0

I have a very large Matlab table of about 11 million rows, that I would like to rearrange to have an cell array for each instance of one of the variables. The following smaller data set will illustrate my problem:

Data = table(repmat(randperm(50).',200,1),rand(10000,1),'VariableNames',{'ID','VAR'});

I am able to perform the task by the following command, but it is quite slow when applied to my real table:

UniID = unique(Data.ID);

CellData = arrayfun(@(x)Data(Data.ID==x,:),UniID,'UniformOutput',false);

What can I do to optimize the execution time?

Mace
  • 1,259
  • 4
  • 16
  • 35
  • 1
    Maybe get `Data.ID` into a separate variable? – Divakar Feb 17 '15 at 09:57
  • 1
    Also try use a for loop instead of `arrayfun`, there might be less overhead... – Dan Feb 17 '15 at 10:07
  • Getting rid of `table` will probably be the best way to speed this up. – knedlsepp Feb 17 '15 at 10:13
  • Putting `Data.ID` into a separate variable, did a little, but not a lot. I can also try the for loop.
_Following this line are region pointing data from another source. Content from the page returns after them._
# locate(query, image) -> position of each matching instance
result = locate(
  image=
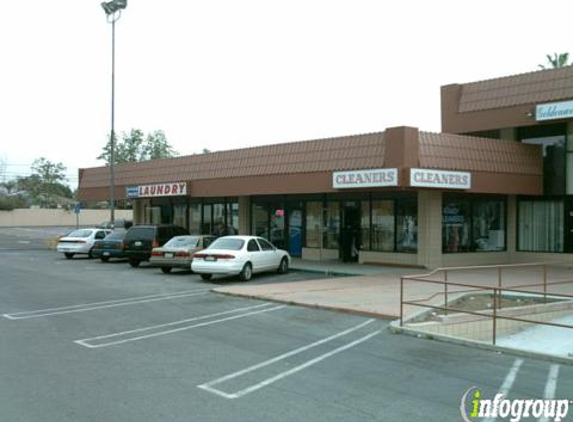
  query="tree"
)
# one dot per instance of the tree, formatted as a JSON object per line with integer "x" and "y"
{"x": 47, "y": 183}
{"x": 558, "y": 60}
{"x": 157, "y": 146}
{"x": 136, "y": 146}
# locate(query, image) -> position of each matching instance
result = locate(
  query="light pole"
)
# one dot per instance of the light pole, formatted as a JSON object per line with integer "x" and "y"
{"x": 112, "y": 11}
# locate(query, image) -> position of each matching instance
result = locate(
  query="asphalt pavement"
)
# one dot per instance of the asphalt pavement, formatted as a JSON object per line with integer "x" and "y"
{"x": 88, "y": 341}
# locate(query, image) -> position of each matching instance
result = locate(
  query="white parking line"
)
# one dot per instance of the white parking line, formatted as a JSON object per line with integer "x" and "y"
{"x": 209, "y": 385}
{"x": 103, "y": 305}
{"x": 508, "y": 383}
{"x": 285, "y": 374}
{"x": 550, "y": 387}
{"x": 86, "y": 342}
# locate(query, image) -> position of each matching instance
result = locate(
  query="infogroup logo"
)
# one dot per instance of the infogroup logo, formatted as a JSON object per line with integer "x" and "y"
{"x": 474, "y": 407}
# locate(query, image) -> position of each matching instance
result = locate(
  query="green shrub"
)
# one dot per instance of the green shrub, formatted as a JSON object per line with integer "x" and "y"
{"x": 10, "y": 203}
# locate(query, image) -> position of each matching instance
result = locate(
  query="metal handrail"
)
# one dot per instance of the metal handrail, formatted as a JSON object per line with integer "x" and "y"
{"x": 497, "y": 292}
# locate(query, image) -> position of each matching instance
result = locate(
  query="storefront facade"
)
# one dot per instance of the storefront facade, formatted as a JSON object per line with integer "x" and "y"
{"x": 495, "y": 187}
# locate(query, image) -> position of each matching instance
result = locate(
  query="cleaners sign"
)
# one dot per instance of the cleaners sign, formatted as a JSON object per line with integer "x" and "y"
{"x": 160, "y": 189}
{"x": 426, "y": 178}
{"x": 364, "y": 178}
{"x": 552, "y": 111}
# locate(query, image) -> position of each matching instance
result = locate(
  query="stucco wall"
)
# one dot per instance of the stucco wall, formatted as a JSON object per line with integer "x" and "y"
{"x": 57, "y": 217}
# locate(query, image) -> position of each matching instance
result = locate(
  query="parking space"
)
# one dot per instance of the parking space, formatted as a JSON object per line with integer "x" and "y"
{"x": 84, "y": 340}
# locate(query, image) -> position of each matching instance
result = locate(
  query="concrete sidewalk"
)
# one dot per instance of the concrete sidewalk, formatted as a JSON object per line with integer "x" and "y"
{"x": 366, "y": 295}
{"x": 378, "y": 293}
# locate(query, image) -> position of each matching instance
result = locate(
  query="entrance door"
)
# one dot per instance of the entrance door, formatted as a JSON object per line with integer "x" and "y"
{"x": 295, "y": 231}
{"x": 568, "y": 241}
{"x": 350, "y": 231}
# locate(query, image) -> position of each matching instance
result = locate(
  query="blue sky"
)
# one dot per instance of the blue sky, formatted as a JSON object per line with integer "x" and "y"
{"x": 227, "y": 74}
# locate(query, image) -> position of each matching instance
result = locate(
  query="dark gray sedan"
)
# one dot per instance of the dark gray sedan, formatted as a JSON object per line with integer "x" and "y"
{"x": 178, "y": 252}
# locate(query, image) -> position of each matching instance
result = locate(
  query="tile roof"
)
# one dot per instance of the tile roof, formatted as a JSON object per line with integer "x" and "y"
{"x": 468, "y": 153}
{"x": 528, "y": 88}
{"x": 323, "y": 155}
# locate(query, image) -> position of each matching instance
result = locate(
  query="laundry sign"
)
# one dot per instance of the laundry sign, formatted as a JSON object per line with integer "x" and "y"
{"x": 156, "y": 190}
{"x": 553, "y": 111}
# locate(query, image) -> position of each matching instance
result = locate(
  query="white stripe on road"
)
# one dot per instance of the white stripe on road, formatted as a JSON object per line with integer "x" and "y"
{"x": 508, "y": 383}
{"x": 208, "y": 386}
{"x": 102, "y": 305}
{"x": 268, "y": 381}
{"x": 550, "y": 387}
{"x": 86, "y": 342}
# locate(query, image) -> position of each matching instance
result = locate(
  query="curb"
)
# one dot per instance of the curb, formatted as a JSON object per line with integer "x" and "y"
{"x": 326, "y": 272}
{"x": 395, "y": 328}
{"x": 312, "y": 306}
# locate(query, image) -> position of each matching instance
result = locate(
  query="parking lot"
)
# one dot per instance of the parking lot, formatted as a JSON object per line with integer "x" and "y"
{"x": 88, "y": 341}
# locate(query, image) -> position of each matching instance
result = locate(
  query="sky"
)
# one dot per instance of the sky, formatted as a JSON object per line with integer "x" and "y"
{"x": 224, "y": 74}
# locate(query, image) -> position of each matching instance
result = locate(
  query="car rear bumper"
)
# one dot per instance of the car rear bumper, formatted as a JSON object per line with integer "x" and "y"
{"x": 166, "y": 262}
{"x": 138, "y": 255}
{"x": 216, "y": 267}
{"x": 73, "y": 248}
{"x": 111, "y": 253}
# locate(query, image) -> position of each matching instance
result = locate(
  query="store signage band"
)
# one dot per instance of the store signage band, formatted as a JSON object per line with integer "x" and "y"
{"x": 428, "y": 178}
{"x": 553, "y": 111}
{"x": 364, "y": 178}
{"x": 156, "y": 190}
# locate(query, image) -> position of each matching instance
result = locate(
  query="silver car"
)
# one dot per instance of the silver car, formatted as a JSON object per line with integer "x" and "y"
{"x": 178, "y": 252}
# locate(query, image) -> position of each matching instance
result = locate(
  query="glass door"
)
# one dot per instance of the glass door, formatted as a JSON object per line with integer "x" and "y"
{"x": 295, "y": 230}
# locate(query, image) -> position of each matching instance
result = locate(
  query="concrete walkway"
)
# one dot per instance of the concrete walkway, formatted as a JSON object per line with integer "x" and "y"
{"x": 377, "y": 291}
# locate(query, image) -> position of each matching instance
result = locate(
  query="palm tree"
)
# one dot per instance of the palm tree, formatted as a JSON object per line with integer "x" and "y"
{"x": 558, "y": 60}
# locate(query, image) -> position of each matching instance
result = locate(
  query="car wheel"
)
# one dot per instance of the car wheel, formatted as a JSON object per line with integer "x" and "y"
{"x": 246, "y": 272}
{"x": 283, "y": 266}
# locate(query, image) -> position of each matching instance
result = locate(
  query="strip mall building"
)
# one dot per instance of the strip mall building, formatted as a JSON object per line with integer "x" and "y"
{"x": 495, "y": 187}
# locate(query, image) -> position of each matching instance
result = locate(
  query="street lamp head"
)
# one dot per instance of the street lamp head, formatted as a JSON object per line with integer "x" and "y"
{"x": 113, "y": 6}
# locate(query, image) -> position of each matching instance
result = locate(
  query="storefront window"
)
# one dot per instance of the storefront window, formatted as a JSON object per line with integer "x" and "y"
{"x": 233, "y": 218}
{"x": 473, "y": 224}
{"x": 219, "y": 228}
{"x": 179, "y": 216}
{"x": 332, "y": 225}
{"x": 383, "y": 225}
{"x": 207, "y": 226}
{"x": 153, "y": 215}
{"x": 313, "y": 219}
{"x": 540, "y": 226}
{"x": 365, "y": 225}
{"x": 407, "y": 226}
{"x": 278, "y": 226}
{"x": 260, "y": 225}
{"x": 488, "y": 225}
{"x": 456, "y": 226}
{"x": 194, "y": 218}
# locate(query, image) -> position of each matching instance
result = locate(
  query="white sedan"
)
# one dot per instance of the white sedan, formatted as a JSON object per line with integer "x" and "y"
{"x": 239, "y": 255}
{"x": 80, "y": 242}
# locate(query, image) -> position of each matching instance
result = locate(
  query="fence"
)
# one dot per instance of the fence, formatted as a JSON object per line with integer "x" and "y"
{"x": 497, "y": 290}
{"x": 57, "y": 217}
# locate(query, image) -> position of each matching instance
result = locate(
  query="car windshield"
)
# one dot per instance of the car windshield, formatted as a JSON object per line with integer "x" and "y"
{"x": 182, "y": 241}
{"x": 230, "y": 244}
{"x": 80, "y": 233}
{"x": 115, "y": 236}
{"x": 140, "y": 233}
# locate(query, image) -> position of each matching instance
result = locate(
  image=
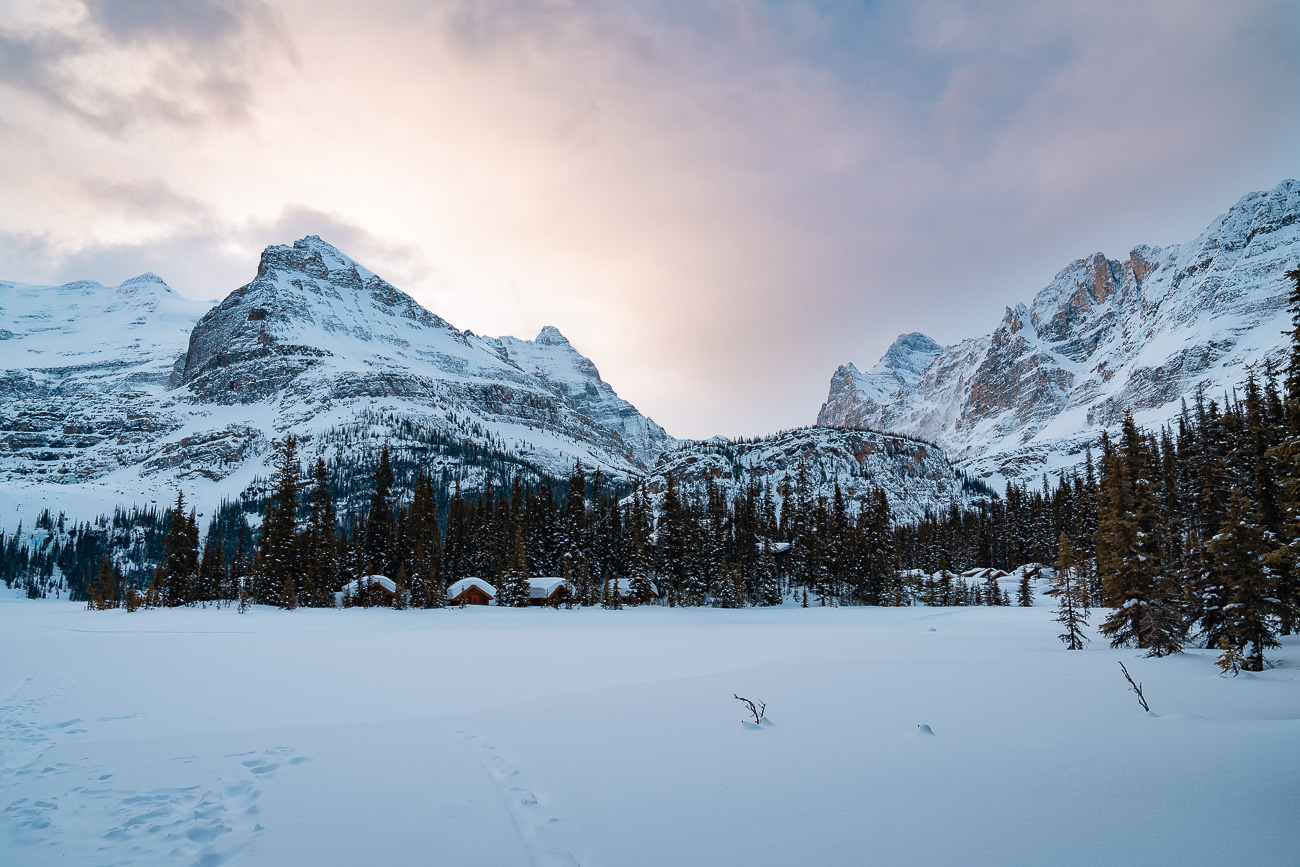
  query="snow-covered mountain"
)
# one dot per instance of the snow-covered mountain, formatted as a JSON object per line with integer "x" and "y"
{"x": 917, "y": 478}
{"x": 118, "y": 394}
{"x": 83, "y": 375}
{"x": 859, "y": 399}
{"x": 554, "y": 359}
{"x": 1103, "y": 338}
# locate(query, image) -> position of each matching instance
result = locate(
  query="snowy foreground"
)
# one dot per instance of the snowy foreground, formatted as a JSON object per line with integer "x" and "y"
{"x": 611, "y": 737}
I my real table I have a lot of variables and some of them are not numeric, so I not sure how to avoid table. – Mace Feb 17 '15 at 11:53

1 Answers1

3

As you may want to do some processing after this, consider using:

B = varfun(@(x) {x}, Data, 'GroupingVariables', 'ID');

You can either use this to partition the values into groups like presented above, or directly apply some function like mean, if you change @(x) {x} to @mean. This should be the clearest solution, yet it won't give you any speed gains.


You might however get a little speed gain, if you don't use tables, but simply use arrays. There instead of 'GroupingVariables', you would use accumarray.

If your Data.IDs are positive integers already you don't need any preprocessing step (If they aren't use: [~,~,newID] = unique(ID)) and can just use:

accumarray(Data.ID, Data.VAR, [], @(x) {x})

If your table only has two variables, this will be sufficient. If you are dealing with more than one variable, you will have to use something similar:

accumarray(Data.ID, 1:size(Data,1) ,[], @(I) {Data(I,:)})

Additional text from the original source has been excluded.